We find that the defendant's waiver of rights was sufficient, and that his resulting statement was made voluntarily. It was not error to admit the statement.Issue II
The jury was instructed regarding voluntary manslaughter, involuntary manslaughter, and reckless homicide, as lesser-included offenses of murder. Relying in part upon the prior statutory definition of "serious bodily injury," as including "bodily injury ... that causes death," defendant contends that the trial court erred in refusing his tendered instruction regarding criminal recklessness as a lesser-included offense. However, the merits of this contention are irrelevant on appeal, as they were at trial, because the tendered instruction was otherwise insufficient, incomplete, and potentially confusing. An instruction which presents the jury with the definition of an uncharged criminal offense and authorizes the determination of guilt or innocence thereon, must explain the role of the crime as a lesser-included offense in order to place it in its proper context in the case. Smith v. State (1981), Ind., 422 N.E.2d 1179, 1184. For these reasons, the trial court properly refused the instruction.
SHEPARD, C.J., and DeBRULER, GIVAN and PIVARNIK, JJ., concur.NOTES
 Defendant essentially argues that under the facts of his case, criminal recklessness should have been treated as a lesser-included offense of murder.

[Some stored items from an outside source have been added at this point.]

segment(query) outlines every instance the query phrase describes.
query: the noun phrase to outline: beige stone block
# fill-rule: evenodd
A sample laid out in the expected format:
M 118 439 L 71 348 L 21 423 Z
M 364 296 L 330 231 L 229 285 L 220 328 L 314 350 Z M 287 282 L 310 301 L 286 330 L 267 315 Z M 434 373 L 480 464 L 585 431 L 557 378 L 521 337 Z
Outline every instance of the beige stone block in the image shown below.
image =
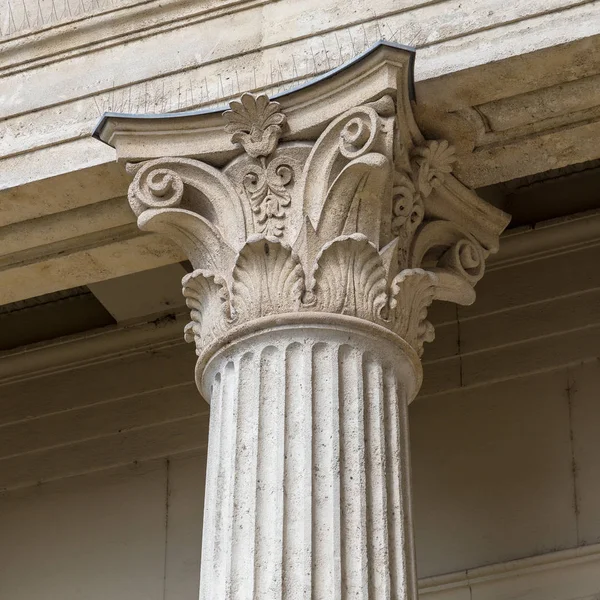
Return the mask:
M 427 352 L 427 349 L 425 349 Z M 427 356 L 425 356 L 427 359 Z M 462 386 L 461 357 L 454 356 L 442 360 L 423 363 L 423 385 L 419 398 L 447 392 Z
M 460 350 L 468 354 L 600 323 L 600 289 L 549 298 L 460 321 Z M 439 328 L 438 328 L 439 330 Z
M 0 461 L 0 489 L 27 487 L 206 447 L 206 415 L 131 429 Z
M 93 438 L 118 436 L 199 414 L 207 415 L 208 406 L 193 381 L 166 390 L 109 398 L 91 406 L 5 425 L 0 436 L 0 460 Z
M 600 325 L 556 332 L 461 357 L 462 385 L 480 385 L 593 360 L 600 352 Z
M 600 287 L 600 245 L 503 269 L 493 269 L 477 285 L 477 301 L 459 307 L 459 319 L 566 296 Z
M 434 325 L 434 327 L 435 339 L 425 346 L 424 360 L 434 361 L 458 355 L 460 353 L 458 323 L 454 321 L 443 325 Z
M 96 344 L 100 342 L 96 339 Z M 79 353 L 82 352 L 81 343 L 73 342 L 72 345 L 75 346 L 74 355 L 78 353 L 77 348 Z M 50 347 L 50 353 L 52 350 Z M 55 354 L 58 351 L 54 348 Z M 29 377 L 2 385 L 0 423 L 80 410 L 96 403 L 190 383 L 189 374 L 193 371 L 196 357 L 193 349 L 182 342 L 167 348 L 150 347 L 137 351 L 130 348 L 128 352 L 122 352 L 112 357 L 96 356 L 85 367 L 65 371 L 67 362 L 44 377 Z M 24 353 L 23 360 L 33 362 L 32 354 L 35 352 Z M 41 393 L 41 390 L 44 392 Z M 81 393 L 82 390 L 85 393 Z

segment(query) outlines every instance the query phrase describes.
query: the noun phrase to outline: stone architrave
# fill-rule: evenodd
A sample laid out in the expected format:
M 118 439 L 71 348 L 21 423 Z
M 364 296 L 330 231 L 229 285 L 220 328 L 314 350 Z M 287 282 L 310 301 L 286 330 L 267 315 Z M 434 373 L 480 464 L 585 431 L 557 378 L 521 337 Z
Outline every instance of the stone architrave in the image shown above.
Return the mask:
M 108 118 L 139 227 L 194 267 L 201 600 L 416 598 L 407 409 L 427 308 L 474 301 L 507 218 L 419 132 L 411 61 L 384 45 L 281 104 Z

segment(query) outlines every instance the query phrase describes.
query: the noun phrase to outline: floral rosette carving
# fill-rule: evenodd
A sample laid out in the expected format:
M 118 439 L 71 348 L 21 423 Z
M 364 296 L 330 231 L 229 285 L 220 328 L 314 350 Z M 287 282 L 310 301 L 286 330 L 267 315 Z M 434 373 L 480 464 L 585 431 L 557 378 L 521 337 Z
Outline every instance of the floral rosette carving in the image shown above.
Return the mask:
M 241 153 L 226 166 L 134 166 L 140 227 L 175 239 L 194 266 L 183 280 L 186 339 L 201 355 L 252 320 L 318 311 L 387 327 L 420 356 L 434 337 L 428 307 L 471 303 L 489 253 L 442 210 L 459 196 L 479 202 L 452 177 L 453 148 L 399 144 L 399 107 L 387 95 L 314 141 L 282 143 L 285 116 L 265 95 L 230 106 L 225 129 Z

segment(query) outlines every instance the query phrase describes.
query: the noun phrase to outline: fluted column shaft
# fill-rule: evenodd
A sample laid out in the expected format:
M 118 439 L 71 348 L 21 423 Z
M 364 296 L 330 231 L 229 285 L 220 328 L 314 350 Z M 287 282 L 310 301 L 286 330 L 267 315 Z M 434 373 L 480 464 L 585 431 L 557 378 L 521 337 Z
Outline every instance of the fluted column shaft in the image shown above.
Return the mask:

He asserts that, except for the culpability element, the offense of murder was otherwise the same as the offense of criminal recklessness, Ind. Code § 35-42-2-2, because the definition of "serious bodily injury" under Ind. Code § 35-41-1-2 included "bodily injury ... that causes death," (repealed by P.L. 311-1983, Sec. 49). Ind. Code § 35-41-1-2 expressly defines "included offense" to include an offense differing from the charged crime only in the respect that a "lesser kind of culpability" is required. Defendant urges that the sole culpability for the offense of criminal recklessness has been construed to be that of recklessness. Humes v. State (1981), Ind., 426 N.E.2d 379; Johnson v. State (1982), Ind., 435 N.E.2d 242; Flowers v. State (1985), Ind., 481 N.E.2d 100.